Un écrivain, en garde contre la vanité, devrait chaque jour rêver quelques instants sur ce thème de Pascal: “Que de royaumes nous ignorent!” Mais le plus mortifiant, c’est d’être si peu connu même des royaumes qui ne nous ignorent pas. Il est souvent question, dans les lettres flatteuses qu’il m’arrive de recevoir, des “pins” de Malagar et du bonheur que je dois goûter à leur ombre. Or il ne se trouve à Malagar d’autres pins que la demi-douzaine que j’y ai dévotement plantés et qui y poussent fort mal, car ces amants de la pauvreté périssent dans une terre trop riche.
J’ai pourtant consacré bien des pages à ce pays de coteaux et de vignes, où s’élève ma vieille maison devant la plantureuse vallée garonnaise. Il est vrai que les pins, à l’extrême horizon, tracent une ligne noire et arrêtent mon regard. Mais à peine sont-ils visibles: il faut savoir que c’est eux. Si quelques détachements de leur immense armée s’avancent jusqu’aux abords de Langon, la forêt ne surgit qu’au delà de Sauternes.
Que de fois suis-je revenu sur ce contraste des deux régions qui se touchent et qui étonnaient mon enfance, lorsque, après trente kilomètres à travers les forêts de Saint-Symphorien et de Villandraut, soudain en plein Sauternais, en le château Guiraud et le château Rieussec, la route débouchait sur le ciel vide! Quelques pas encore, et les rives de la Garonne apparaissaient, chargées de leurs crus illustres, campagne trop peuplée où les villages se touchent, où l’homme est partout; aucun espace n’y est laissé à la forêt, à la solitude; dans ce pays de Barsac, chaque arpent a trop de prix pour qu’on y fasse sa part au rêve. Les pins innombrables s’arrêtent sur le seuil d’une terre interdite aux arbres, sauf à des boqueteaux de grêles acacias qui fournissent des supports à la vigne.
Et pourtant, il est vrai que ces pins invisibles demeurent présents sur ma colline. Par un été sec et torride comme celui dont nous achevons la traversée, il suffit que le vent souffle du sud pour que je reconnaisse leur parfum. Surtout si quelque incendie les dévaste (et il n’y eut guère de jour, cet été, où n’ait surgit une de ces sombres murailles de fumée qui, au crépuscule, deviennent incandescentes; hier encore, l’horizon était en feu du côté de Villandraut et de Balisac, où sont les pins de mon frère Pierre, et j’ignore encore s’ils ont été épargnés…)
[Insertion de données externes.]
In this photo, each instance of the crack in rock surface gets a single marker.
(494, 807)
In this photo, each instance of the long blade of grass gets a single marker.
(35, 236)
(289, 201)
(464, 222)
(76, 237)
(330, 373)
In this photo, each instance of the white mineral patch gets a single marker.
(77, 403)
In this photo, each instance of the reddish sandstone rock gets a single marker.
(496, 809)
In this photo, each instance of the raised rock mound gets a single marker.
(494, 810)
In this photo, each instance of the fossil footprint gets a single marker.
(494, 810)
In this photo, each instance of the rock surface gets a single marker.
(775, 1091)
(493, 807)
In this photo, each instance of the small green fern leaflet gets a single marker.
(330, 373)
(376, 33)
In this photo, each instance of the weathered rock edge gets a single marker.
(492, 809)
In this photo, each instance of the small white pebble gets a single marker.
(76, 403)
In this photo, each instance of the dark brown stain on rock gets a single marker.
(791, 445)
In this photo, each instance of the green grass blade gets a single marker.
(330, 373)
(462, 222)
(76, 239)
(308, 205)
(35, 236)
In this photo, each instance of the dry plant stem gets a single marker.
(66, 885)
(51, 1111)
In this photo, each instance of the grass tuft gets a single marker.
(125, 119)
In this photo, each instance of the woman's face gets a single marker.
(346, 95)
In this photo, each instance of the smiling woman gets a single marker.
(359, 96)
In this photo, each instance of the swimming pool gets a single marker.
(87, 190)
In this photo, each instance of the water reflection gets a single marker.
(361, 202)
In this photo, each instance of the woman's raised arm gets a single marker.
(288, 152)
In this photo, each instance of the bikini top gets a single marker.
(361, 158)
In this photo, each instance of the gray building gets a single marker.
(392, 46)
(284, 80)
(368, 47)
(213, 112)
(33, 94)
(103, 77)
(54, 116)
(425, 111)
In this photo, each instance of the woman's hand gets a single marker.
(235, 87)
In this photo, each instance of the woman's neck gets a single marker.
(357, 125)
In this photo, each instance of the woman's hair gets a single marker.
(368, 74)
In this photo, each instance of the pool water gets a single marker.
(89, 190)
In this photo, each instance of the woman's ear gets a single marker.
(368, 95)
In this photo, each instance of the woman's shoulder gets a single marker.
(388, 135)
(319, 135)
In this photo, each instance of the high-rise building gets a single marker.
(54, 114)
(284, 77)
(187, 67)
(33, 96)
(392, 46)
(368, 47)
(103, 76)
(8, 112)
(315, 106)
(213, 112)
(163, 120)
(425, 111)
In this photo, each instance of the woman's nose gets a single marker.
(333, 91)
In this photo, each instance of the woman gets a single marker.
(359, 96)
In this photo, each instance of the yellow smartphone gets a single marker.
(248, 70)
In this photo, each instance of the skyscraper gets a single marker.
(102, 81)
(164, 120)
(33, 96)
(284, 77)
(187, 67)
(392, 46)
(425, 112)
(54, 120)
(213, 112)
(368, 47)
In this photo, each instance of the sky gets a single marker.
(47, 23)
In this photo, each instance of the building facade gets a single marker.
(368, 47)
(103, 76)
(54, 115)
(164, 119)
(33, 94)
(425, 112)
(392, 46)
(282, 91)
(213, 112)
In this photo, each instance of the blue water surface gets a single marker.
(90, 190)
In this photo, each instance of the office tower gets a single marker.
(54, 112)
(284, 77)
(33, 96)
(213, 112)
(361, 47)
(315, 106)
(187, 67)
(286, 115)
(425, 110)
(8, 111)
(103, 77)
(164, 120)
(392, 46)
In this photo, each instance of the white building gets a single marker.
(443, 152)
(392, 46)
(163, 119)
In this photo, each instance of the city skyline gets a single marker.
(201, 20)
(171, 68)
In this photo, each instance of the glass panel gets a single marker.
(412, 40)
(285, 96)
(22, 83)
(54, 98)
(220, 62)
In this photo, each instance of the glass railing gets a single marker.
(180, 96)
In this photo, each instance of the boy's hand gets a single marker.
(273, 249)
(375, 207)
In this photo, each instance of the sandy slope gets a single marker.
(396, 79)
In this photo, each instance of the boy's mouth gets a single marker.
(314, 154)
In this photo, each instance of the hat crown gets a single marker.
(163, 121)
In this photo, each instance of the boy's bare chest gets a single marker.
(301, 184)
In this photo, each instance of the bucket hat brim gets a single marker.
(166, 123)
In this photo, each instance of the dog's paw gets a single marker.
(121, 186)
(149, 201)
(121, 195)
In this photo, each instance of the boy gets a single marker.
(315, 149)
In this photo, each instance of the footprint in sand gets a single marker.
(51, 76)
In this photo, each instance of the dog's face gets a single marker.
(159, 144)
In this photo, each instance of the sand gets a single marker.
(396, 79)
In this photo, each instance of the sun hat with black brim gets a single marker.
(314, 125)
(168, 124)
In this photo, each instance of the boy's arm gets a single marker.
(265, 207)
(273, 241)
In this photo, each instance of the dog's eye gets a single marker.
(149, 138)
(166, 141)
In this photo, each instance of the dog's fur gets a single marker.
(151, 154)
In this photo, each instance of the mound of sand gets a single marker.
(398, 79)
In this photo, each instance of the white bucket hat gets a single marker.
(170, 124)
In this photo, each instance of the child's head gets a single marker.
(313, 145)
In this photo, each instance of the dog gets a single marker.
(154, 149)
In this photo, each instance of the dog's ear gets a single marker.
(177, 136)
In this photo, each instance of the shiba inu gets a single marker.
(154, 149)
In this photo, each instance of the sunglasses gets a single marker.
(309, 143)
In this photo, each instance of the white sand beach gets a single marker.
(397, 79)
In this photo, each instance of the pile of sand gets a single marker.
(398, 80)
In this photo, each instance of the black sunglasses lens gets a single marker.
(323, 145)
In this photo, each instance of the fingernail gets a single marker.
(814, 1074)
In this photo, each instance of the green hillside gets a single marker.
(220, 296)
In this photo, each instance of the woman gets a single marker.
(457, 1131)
Alors l’odeur de résine brûlée traverse la plaine, monte jusqu’à ma terrasse. Je ferme les yeux pour la respirer. Sur ce coteau consacré au raisin, les pins de mon enfance m’entourent tout à coup; je les retrouve mieux que si je les revoyais. Avant la guerre, il m’arrivait de les visiter quelquefois, et je ne les reconnaissais pas. Ils dérangeaient l’image impérissable que j’en avais gardée. Aujourd’hui, je souhaiterais de ne jamais revoir le parc où je sais que les bûcherons étrangers qui l’occupent enterrent leurs chevaux: on me dit qu’il flotte parfois, sous les branches du “Mystère Frontenac”, une odeur de charnier… Mais cette odeur-là n’atteint pas Malagar. Ici, j’entends respirer les pins invisibles et contemple de loin leur martyre; je les regarde brûler dans la nuit. Il m’arrive de sentir sur ma face la chaleur de ce bûcher.
Pourquoi ne pas associer la terre à notre souffrance? Cette clairière dans le parc, ignorée de tous, pour moi c’est l’endroit du coup de lance dans le corps supplicié de mon pays. Ainsi, chacun de nous situe le cœur de la France là où a commencé de battre son propre cœur. Chacun connaît le lieu où il ira s’agenouiller, un jour entre les jours, pour remercier Dieu, pour toucher de ses lèvres la terre, pour penser à ceux de ses amis tombés dans cette guerre.
Je parle encore d’incendie et de l’haleine brûlante des pins consumés, mais ce matin, au réveil, sans que rien l’eût annoncé, l’automne était là, et déjà à sa besogne, il arrachait par paquets les feuilles malades des ormeaux; la terre heureuse buvait enfin la pluie. Pourtant les pins invisibles ne m’ont pas quitté; ce souffle humide sur mon visage et sur mes mains, c’est le leur encore; c’est le même que je chérissais, le dernier jour des vacances, quand nous faisions une suprême fois le tour du parc, la figure levée vers les premières palombes, le cœur saisi d’une folle attente.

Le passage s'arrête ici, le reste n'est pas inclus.